До самого Переславля-Залесского проезжал Лукич, словно король, — путь лежал через владения, ему же принадлежавшие: в своих деревнях и усадьбах дневал, обедал и ночевал. Путь до Тобольска далек… Но вот по ростепельной жиже в сельце Неклюдове нагнал Лукича подпоручик Степан Медведев.
— Ведено заворачивать! — сказал. — Да кавалерию снять…
Василий Лукич не спорил, но хитер он был. Перстень, какому цены не было, с пальца стянул — офицеру на мизинец продел:
— А теперь, братец, скажи — что знаешь? Мизинец гордо отпятив, отвечал подпоручик:
— Всех Долгоруких разогнали уже. Кого и на воеводство ставили по указам сенатским, всех расшвыряли по углам. Даже в матросы на моря персицкие! А баб ваших стригут насильно в монастырях с уставами жестокими…
— Владимировичей-то… тронули? — притих Лукич.
— Михайлу-князя, что в Астрахань был послан, уже завернули с дороги в ссылку. Остался на Москве лишь фельдмаршал Василий Долгорукий, да адъютант его — Юрка Долгорукий… Езжай и ты!
Поехал Лукич под конвоем, и привезли его в деревню Знаменскую. Бумаги и чернил лишили, даже в церковь не пускали, бриться не давали.

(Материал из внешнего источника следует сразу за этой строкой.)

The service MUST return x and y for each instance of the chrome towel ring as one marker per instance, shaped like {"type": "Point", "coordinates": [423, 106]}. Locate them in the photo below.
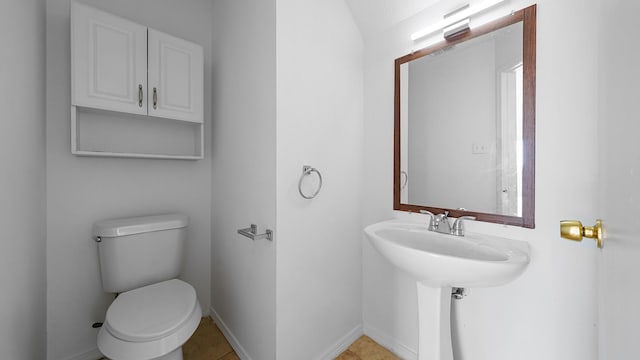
{"type": "Point", "coordinates": [307, 170]}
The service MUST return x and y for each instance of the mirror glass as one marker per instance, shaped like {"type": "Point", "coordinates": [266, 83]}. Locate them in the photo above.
{"type": "Point", "coordinates": [465, 125]}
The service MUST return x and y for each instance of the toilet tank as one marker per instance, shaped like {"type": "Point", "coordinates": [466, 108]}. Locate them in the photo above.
{"type": "Point", "coordinates": [139, 251]}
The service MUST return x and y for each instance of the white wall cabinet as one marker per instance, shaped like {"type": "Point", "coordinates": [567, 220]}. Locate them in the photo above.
{"type": "Point", "coordinates": [175, 78]}
{"type": "Point", "coordinates": [121, 66]}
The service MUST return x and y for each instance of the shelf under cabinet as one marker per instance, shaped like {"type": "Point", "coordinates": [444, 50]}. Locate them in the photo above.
{"type": "Point", "coordinates": [103, 133]}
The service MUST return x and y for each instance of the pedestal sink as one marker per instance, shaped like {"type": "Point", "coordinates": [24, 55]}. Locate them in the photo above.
{"type": "Point", "coordinates": [439, 262]}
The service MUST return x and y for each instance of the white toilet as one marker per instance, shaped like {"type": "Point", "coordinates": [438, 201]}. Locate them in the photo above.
{"type": "Point", "coordinates": [154, 313]}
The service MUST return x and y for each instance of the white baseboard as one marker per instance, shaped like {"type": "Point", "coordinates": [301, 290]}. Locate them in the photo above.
{"type": "Point", "coordinates": [235, 344]}
{"type": "Point", "coordinates": [395, 346]}
{"type": "Point", "coordinates": [342, 344]}
{"type": "Point", "coordinates": [93, 354]}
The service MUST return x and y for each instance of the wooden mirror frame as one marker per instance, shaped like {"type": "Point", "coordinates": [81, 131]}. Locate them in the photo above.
{"type": "Point", "coordinates": [528, 18]}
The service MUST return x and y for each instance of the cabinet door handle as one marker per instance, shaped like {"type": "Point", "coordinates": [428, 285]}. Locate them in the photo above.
{"type": "Point", "coordinates": [155, 98]}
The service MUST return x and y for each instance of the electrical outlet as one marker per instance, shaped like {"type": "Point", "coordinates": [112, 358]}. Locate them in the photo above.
{"type": "Point", "coordinates": [479, 148]}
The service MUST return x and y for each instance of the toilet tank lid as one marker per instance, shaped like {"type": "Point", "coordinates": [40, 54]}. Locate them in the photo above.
{"type": "Point", "coordinates": [140, 224]}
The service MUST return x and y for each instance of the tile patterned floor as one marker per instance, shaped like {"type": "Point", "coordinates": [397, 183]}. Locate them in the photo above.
{"type": "Point", "coordinates": [208, 343]}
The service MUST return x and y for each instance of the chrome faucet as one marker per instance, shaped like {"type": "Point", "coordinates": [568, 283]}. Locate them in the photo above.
{"type": "Point", "coordinates": [440, 223]}
{"type": "Point", "coordinates": [458, 225]}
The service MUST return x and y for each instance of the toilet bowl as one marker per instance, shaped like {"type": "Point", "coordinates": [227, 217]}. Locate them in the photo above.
{"type": "Point", "coordinates": [150, 322]}
{"type": "Point", "coordinates": [154, 313]}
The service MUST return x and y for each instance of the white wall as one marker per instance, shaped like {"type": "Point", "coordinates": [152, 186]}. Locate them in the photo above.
{"type": "Point", "coordinates": [22, 180]}
{"type": "Point", "coordinates": [550, 312]}
{"type": "Point", "coordinates": [81, 190]}
{"type": "Point", "coordinates": [319, 106]}
{"type": "Point", "coordinates": [620, 195]}
{"type": "Point", "coordinates": [243, 281]}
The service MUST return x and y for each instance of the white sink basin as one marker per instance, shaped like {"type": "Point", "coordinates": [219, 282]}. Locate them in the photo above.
{"type": "Point", "coordinates": [439, 262]}
{"type": "Point", "coordinates": [442, 260]}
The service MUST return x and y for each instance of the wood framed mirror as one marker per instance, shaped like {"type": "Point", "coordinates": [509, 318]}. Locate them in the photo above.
{"type": "Point", "coordinates": [464, 124]}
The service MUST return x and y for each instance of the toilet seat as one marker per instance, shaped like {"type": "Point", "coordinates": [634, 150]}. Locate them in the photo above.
{"type": "Point", "coordinates": [151, 321]}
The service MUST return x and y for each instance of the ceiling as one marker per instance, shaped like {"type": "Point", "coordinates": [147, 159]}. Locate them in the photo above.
{"type": "Point", "coordinates": [374, 16]}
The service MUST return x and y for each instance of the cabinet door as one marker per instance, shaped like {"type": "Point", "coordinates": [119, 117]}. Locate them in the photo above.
{"type": "Point", "coordinates": [108, 61]}
{"type": "Point", "coordinates": [176, 72]}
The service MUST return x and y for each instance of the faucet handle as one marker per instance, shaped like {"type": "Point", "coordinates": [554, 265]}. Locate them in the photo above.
{"type": "Point", "coordinates": [432, 224]}
{"type": "Point", "coordinates": [458, 227]}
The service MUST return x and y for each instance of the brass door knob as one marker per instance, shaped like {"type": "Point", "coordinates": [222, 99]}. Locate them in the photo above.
{"type": "Point", "coordinates": [573, 230]}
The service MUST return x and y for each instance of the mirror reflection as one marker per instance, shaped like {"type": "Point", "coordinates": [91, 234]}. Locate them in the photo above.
{"type": "Point", "coordinates": [463, 123]}
{"type": "Point", "coordinates": [465, 115]}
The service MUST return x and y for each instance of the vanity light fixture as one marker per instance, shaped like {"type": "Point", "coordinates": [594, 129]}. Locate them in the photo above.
{"type": "Point", "coordinates": [456, 29]}
{"type": "Point", "coordinates": [458, 17]}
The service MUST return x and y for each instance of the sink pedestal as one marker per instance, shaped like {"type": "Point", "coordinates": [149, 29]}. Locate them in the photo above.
{"type": "Point", "coordinates": [434, 323]}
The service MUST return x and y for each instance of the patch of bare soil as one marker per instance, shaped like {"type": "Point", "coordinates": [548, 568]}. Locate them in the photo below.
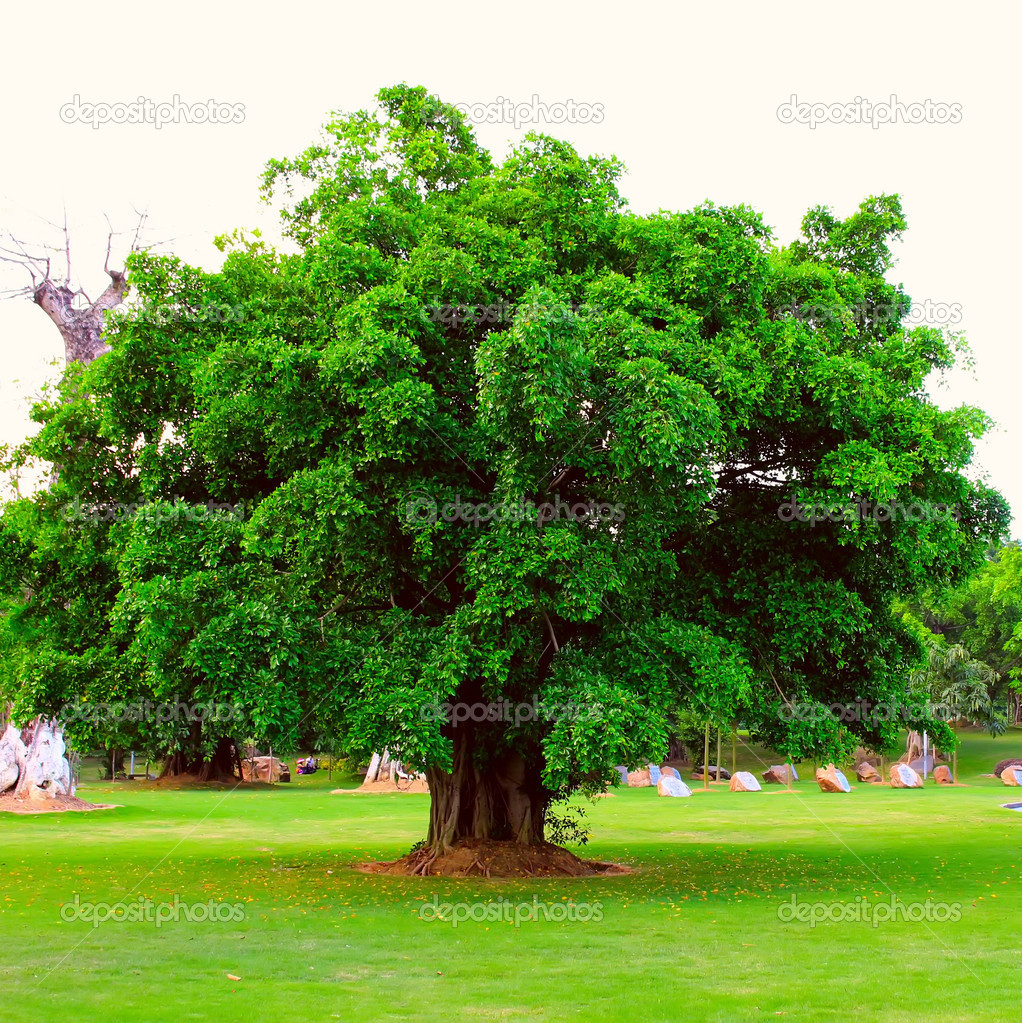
{"type": "Point", "coordinates": [496, 859]}
{"type": "Point", "coordinates": [62, 804]}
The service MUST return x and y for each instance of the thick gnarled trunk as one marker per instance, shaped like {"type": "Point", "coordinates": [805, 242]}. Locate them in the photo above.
{"type": "Point", "coordinates": [492, 798]}
{"type": "Point", "coordinates": [224, 765]}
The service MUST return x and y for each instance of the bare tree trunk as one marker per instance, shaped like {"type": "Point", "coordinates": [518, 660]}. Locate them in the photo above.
{"type": "Point", "coordinates": [81, 328]}
{"type": "Point", "coordinates": [33, 764]}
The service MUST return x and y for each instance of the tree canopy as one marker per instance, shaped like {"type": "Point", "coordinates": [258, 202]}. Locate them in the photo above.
{"type": "Point", "coordinates": [483, 437]}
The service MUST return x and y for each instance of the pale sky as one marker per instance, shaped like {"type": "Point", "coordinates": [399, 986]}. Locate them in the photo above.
{"type": "Point", "coordinates": [689, 98]}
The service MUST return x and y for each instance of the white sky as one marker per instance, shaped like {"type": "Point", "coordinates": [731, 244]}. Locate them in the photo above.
{"type": "Point", "coordinates": [690, 98]}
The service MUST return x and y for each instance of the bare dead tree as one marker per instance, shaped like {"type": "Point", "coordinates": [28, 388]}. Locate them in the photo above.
{"type": "Point", "coordinates": [79, 318]}
{"type": "Point", "coordinates": [33, 763]}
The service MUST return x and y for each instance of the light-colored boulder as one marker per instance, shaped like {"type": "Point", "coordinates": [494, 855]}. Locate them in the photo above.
{"type": "Point", "coordinates": [743, 781]}
{"type": "Point", "coordinates": [45, 772]}
{"type": "Point", "coordinates": [668, 786]}
{"type": "Point", "coordinates": [902, 776]}
{"type": "Point", "coordinates": [11, 754]}
{"type": "Point", "coordinates": [778, 774]}
{"type": "Point", "coordinates": [831, 780]}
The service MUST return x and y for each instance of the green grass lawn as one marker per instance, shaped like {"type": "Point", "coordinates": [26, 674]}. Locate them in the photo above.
{"type": "Point", "coordinates": [693, 934]}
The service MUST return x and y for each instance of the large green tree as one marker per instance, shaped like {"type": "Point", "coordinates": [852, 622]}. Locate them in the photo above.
{"type": "Point", "coordinates": [523, 473]}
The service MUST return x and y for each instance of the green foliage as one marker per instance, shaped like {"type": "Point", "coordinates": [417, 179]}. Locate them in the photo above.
{"type": "Point", "coordinates": [660, 373]}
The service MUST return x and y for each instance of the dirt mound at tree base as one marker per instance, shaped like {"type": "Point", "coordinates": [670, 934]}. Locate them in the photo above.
{"type": "Point", "coordinates": [8, 804]}
{"type": "Point", "coordinates": [496, 859]}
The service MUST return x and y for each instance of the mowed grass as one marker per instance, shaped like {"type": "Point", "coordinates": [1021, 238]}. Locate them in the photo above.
{"type": "Point", "coordinates": [693, 934]}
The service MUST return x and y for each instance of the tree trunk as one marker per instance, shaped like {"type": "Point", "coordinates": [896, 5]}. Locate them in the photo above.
{"type": "Point", "coordinates": [224, 765]}
{"type": "Point", "coordinates": [81, 328]}
{"type": "Point", "coordinates": [33, 764]}
{"type": "Point", "coordinates": [499, 798]}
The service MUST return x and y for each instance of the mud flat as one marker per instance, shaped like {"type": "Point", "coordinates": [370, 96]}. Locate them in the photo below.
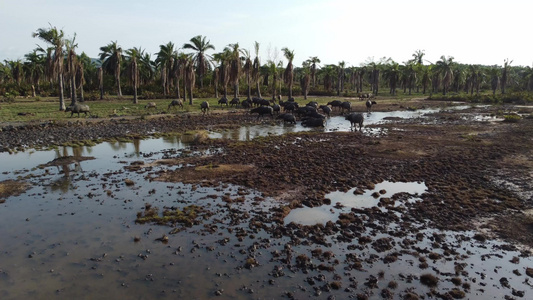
{"type": "Point", "coordinates": [175, 217]}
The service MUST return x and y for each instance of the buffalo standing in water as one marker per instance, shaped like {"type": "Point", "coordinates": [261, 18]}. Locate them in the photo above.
{"type": "Point", "coordinates": [354, 119]}
{"type": "Point", "coordinates": [204, 107]}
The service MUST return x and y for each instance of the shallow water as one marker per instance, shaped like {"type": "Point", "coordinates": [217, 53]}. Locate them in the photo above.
{"type": "Point", "coordinates": [71, 236]}
{"type": "Point", "coordinates": [343, 201]}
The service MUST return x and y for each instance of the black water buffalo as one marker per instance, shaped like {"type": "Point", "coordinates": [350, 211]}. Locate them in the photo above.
{"type": "Point", "coordinates": [335, 103]}
{"type": "Point", "coordinates": [223, 101]}
{"type": "Point", "coordinates": [263, 110]}
{"type": "Point", "coordinates": [77, 109]}
{"type": "Point", "coordinates": [354, 119]}
{"type": "Point", "coordinates": [204, 107]}
{"type": "Point", "coordinates": [287, 118]}
{"type": "Point", "coordinates": [369, 104]}
{"type": "Point", "coordinates": [312, 104]}
{"type": "Point", "coordinates": [247, 103]}
{"type": "Point", "coordinates": [325, 109]}
{"type": "Point", "coordinates": [235, 102]}
{"type": "Point", "coordinates": [175, 103]}
{"type": "Point", "coordinates": [276, 108]}
{"type": "Point", "coordinates": [313, 122]}
{"type": "Point", "coordinates": [346, 106]}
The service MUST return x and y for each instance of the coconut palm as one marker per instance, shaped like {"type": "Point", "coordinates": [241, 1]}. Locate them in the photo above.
{"type": "Point", "coordinates": [306, 78]}
{"type": "Point", "coordinates": [289, 70]}
{"type": "Point", "coordinates": [272, 69]}
{"type": "Point", "coordinates": [340, 77]}
{"type": "Point", "coordinates": [200, 59]}
{"type": "Point", "coordinates": [34, 68]}
{"type": "Point", "coordinates": [247, 69]}
{"type": "Point", "coordinates": [54, 37]}
{"type": "Point", "coordinates": [235, 67]}
{"type": "Point", "coordinates": [313, 61]}
{"type": "Point", "coordinates": [392, 74]}
{"type": "Point", "coordinates": [256, 69]}
{"type": "Point", "coordinates": [72, 66]}
{"type": "Point", "coordinates": [16, 69]}
{"type": "Point", "coordinates": [132, 67]}
{"type": "Point", "coordinates": [165, 62]}
{"type": "Point", "coordinates": [505, 74]}
{"type": "Point", "coordinates": [494, 79]}
{"type": "Point", "coordinates": [444, 67]}
{"type": "Point", "coordinates": [111, 57]}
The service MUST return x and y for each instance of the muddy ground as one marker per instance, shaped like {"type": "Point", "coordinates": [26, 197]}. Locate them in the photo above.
{"type": "Point", "coordinates": [478, 173]}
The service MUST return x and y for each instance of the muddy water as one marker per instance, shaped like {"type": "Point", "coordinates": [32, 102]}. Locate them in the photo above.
{"type": "Point", "coordinates": [342, 202]}
{"type": "Point", "coordinates": [73, 236]}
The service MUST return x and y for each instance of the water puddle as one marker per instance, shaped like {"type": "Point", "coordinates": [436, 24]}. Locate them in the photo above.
{"type": "Point", "coordinates": [342, 202]}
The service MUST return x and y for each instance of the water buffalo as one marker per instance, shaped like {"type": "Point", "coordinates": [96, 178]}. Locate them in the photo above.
{"type": "Point", "coordinates": [346, 106]}
{"type": "Point", "coordinates": [335, 103]}
{"type": "Point", "coordinates": [354, 119]}
{"type": "Point", "coordinates": [276, 108]}
{"type": "Point", "coordinates": [313, 122]}
{"type": "Point", "coordinates": [247, 103]}
{"type": "Point", "coordinates": [223, 101]}
{"type": "Point", "coordinates": [235, 102]}
{"type": "Point", "coordinates": [175, 103]}
{"type": "Point", "coordinates": [325, 109]}
{"type": "Point", "coordinates": [287, 118]}
{"type": "Point", "coordinates": [263, 110]}
{"type": "Point", "coordinates": [312, 104]}
{"type": "Point", "coordinates": [369, 104]}
{"type": "Point", "coordinates": [204, 107]}
{"type": "Point", "coordinates": [77, 109]}
{"type": "Point", "coordinates": [150, 105]}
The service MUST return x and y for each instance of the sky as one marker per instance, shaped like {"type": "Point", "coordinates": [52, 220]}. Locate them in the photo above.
{"type": "Point", "coordinates": [356, 32]}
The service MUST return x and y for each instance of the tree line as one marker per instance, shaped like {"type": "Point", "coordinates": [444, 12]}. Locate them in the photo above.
{"type": "Point", "coordinates": [171, 73]}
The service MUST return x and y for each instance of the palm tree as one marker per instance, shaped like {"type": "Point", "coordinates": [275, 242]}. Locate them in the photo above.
{"type": "Point", "coordinates": [72, 66]}
{"type": "Point", "coordinates": [289, 72]}
{"type": "Point", "coordinates": [273, 71]}
{"type": "Point", "coordinates": [34, 68]}
{"type": "Point", "coordinates": [235, 67]}
{"type": "Point", "coordinates": [494, 79]}
{"type": "Point", "coordinates": [313, 61]}
{"type": "Point", "coordinates": [306, 78]}
{"type": "Point", "coordinates": [133, 70]}
{"type": "Point", "coordinates": [223, 58]}
{"type": "Point", "coordinates": [340, 77]}
{"type": "Point", "coordinates": [418, 57]}
{"type": "Point", "coordinates": [247, 69]}
{"type": "Point", "coordinates": [201, 60]}
{"type": "Point", "coordinates": [111, 57]}
{"type": "Point", "coordinates": [444, 67]}
{"type": "Point", "coordinates": [426, 77]}
{"type": "Point", "coordinates": [505, 74]}
{"type": "Point", "coordinates": [392, 73]}
{"type": "Point", "coordinates": [256, 69]}
{"type": "Point", "coordinates": [16, 68]}
{"type": "Point", "coordinates": [54, 37]}
{"type": "Point", "coordinates": [374, 77]}
{"type": "Point", "coordinates": [190, 77]}
{"type": "Point", "coordinates": [165, 61]}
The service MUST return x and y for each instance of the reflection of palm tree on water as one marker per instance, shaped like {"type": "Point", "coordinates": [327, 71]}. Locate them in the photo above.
{"type": "Point", "coordinates": [64, 183]}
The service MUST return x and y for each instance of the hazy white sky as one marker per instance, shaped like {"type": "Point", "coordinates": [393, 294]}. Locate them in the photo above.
{"type": "Point", "coordinates": [472, 31]}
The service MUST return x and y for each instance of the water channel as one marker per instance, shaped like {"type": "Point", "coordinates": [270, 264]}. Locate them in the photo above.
{"type": "Point", "coordinates": [72, 235]}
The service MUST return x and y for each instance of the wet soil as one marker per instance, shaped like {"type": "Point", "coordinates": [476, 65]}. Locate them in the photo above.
{"type": "Point", "coordinates": [478, 175]}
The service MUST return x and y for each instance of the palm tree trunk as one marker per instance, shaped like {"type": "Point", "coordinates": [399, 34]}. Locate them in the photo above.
{"type": "Point", "coordinates": [61, 95]}
{"type": "Point", "coordinates": [258, 89]}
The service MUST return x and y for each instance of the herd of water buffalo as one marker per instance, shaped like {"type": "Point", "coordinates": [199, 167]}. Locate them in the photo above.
{"type": "Point", "coordinates": [289, 111]}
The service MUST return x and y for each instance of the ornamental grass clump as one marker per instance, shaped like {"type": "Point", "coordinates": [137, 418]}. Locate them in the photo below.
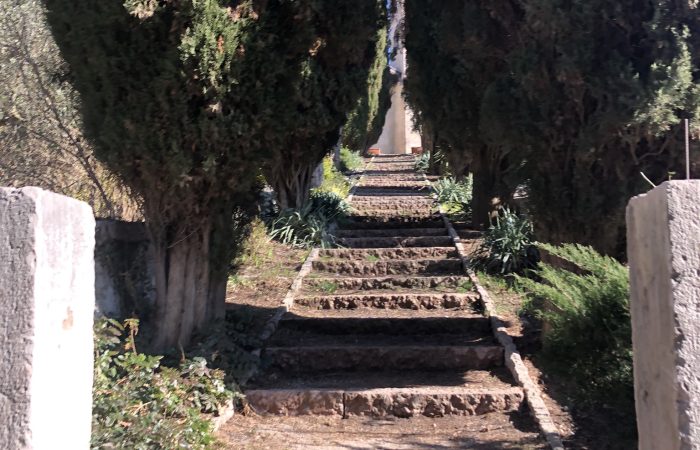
{"type": "Point", "coordinates": [508, 245]}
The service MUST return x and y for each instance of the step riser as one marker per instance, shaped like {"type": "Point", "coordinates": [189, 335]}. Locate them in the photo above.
{"type": "Point", "coordinates": [436, 241]}
{"type": "Point", "coordinates": [361, 223]}
{"type": "Point", "coordinates": [410, 232]}
{"type": "Point", "coordinates": [381, 268]}
{"type": "Point", "coordinates": [319, 359]}
{"type": "Point", "coordinates": [413, 302]}
{"type": "Point", "coordinates": [387, 283]}
{"type": "Point", "coordinates": [384, 402]}
{"type": "Point", "coordinates": [389, 327]}
{"type": "Point", "coordinates": [389, 254]}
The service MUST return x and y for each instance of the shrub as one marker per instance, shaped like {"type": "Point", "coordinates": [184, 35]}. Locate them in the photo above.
{"type": "Point", "coordinates": [333, 181]}
{"type": "Point", "coordinates": [422, 164]}
{"type": "Point", "coordinates": [350, 161]}
{"type": "Point", "coordinates": [589, 337]}
{"type": "Point", "coordinates": [508, 245]}
{"type": "Point", "coordinates": [309, 225]}
{"type": "Point", "coordinates": [140, 404]}
{"type": "Point", "coordinates": [454, 196]}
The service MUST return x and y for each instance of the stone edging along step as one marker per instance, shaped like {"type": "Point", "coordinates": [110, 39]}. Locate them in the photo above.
{"type": "Point", "coordinates": [513, 360]}
{"type": "Point", "coordinates": [431, 401]}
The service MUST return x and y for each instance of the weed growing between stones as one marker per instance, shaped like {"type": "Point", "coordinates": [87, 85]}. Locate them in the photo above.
{"type": "Point", "coordinates": [139, 403]}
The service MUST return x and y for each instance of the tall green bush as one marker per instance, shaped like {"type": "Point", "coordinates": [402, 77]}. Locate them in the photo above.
{"type": "Point", "coordinates": [588, 338]}
{"type": "Point", "coordinates": [184, 101]}
{"type": "Point", "coordinates": [571, 99]}
{"type": "Point", "coordinates": [333, 78]}
{"type": "Point", "coordinates": [365, 121]}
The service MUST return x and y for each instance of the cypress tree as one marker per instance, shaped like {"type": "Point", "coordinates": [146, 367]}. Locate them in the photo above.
{"type": "Point", "coordinates": [181, 99]}
{"type": "Point", "coordinates": [334, 77]}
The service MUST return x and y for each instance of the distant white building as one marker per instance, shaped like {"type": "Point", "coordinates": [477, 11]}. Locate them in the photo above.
{"type": "Point", "coordinates": [398, 135]}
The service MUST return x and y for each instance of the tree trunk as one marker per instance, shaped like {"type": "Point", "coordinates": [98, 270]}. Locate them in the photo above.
{"type": "Point", "coordinates": [292, 185]}
{"type": "Point", "coordinates": [182, 288]}
{"type": "Point", "coordinates": [482, 198]}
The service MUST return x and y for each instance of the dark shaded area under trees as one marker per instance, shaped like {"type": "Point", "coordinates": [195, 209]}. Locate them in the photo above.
{"type": "Point", "coordinates": [573, 100]}
{"type": "Point", "coordinates": [186, 101]}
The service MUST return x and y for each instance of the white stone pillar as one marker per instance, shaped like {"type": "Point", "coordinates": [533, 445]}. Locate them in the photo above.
{"type": "Point", "coordinates": [47, 297]}
{"type": "Point", "coordinates": [663, 245]}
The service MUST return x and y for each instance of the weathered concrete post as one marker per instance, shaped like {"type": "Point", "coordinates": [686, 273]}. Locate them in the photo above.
{"type": "Point", "coordinates": [663, 244]}
{"type": "Point", "coordinates": [47, 297]}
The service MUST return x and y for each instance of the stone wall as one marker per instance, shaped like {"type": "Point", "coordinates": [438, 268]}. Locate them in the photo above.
{"type": "Point", "coordinates": [46, 309]}
{"type": "Point", "coordinates": [124, 276]}
{"type": "Point", "coordinates": [663, 244]}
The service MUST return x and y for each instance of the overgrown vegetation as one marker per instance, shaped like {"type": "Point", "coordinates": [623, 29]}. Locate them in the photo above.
{"type": "Point", "coordinates": [309, 226]}
{"type": "Point", "coordinates": [139, 403]}
{"type": "Point", "coordinates": [508, 245]}
{"type": "Point", "coordinates": [454, 195]}
{"type": "Point", "coordinates": [422, 164]}
{"type": "Point", "coordinates": [350, 160]}
{"type": "Point", "coordinates": [574, 100]}
{"type": "Point", "coordinates": [588, 332]}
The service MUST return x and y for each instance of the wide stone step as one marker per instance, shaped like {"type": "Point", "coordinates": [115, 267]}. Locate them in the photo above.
{"type": "Point", "coordinates": [368, 254]}
{"type": "Point", "coordinates": [379, 300]}
{"type": "Point", "coordinates": [408, 215]}
{"type": "Point", "coordinates": [388, 267]}
{"type": "Point", "coordinates": [327, 356]}
{"type": "Point", "coordinates": [368, 223]}
{"type": "Point", "coordinates": [460, 326]}
{"type": "Point", "coordinates": [391, 191]}
{"type": "Point", "coordinates": [394, 394]}
{"type": "Point", "coordinates": [397, 241]}
{"type": "Point", "coordinates": [392, 232]}
{"type": "Point", "coordinates": [334, 285]}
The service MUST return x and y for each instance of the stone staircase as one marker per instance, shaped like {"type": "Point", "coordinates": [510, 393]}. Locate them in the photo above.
{"type": "Point", "coordinates": [390, 324]}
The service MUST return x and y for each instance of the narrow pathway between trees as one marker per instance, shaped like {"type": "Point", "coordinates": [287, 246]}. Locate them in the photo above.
{"type": "Point", "coordinates": [386, 346]}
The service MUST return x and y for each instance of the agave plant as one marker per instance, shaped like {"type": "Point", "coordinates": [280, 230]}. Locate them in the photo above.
{"type": "Point", "coordinates": [508, 245]}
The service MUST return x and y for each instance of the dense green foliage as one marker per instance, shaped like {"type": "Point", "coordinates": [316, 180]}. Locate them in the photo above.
{"type": "Point", "coordinates": [350, 161]}
{"type": "Point", "coordinates": [455, 50]}
{"type": "Point", "coordinates": [454, 195]}
{"type": "Point", "coordinates": [572, 100]}
{"type": "Point", "coordinates": [186, 101]}
{"type": "Point", "coordinates": [138, 403]}
{"type": "Point", "coordinates": [588, 338]}
{"type": "Point", "coordinates": [364, 123]}
{"type": "Point", "coordinates": [508, 245]}
{"type": "Point", "coordinates": [333, 180]}
{"type": "Point", "coordinates": [308, 226]}
{"type": "Point", "coordinates": [334, 78]}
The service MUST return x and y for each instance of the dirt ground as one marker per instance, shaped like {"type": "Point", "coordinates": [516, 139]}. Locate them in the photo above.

Забородател Лукич. Как мужик стал, а борода уже седая… Однажды ночью разбудили его — охти, горе! Понаехали с факелами солдаты, велели одеться теплее. Все, что было при нем, забрали. А на дворе уже возок стоит — весь из кожи.
Посветили Лукичу факелом: «Садись и забудь себя!» А офицер иглу цыганскую взял с ниткой суровой, дегтем смазанной, и сказал так:
— Две дырки для тебя остались, князь: одна — для еды, а другая понизу, куда нужду в дороге справишь… Ну, прощай, князь!
И стали заживо его зашивать в кожаном том возке. В одну из дырок, в нижнюю, долго видел Лукич, как стелется под ним дорога. Сначала — с травкой зеленой, потом — снег, снег, снег… Наконец и этих дырок не стало: закрыли их снаружи. Здорово качало тогда Лукича и плескались волны… «Куда везут? Не утопят ли?»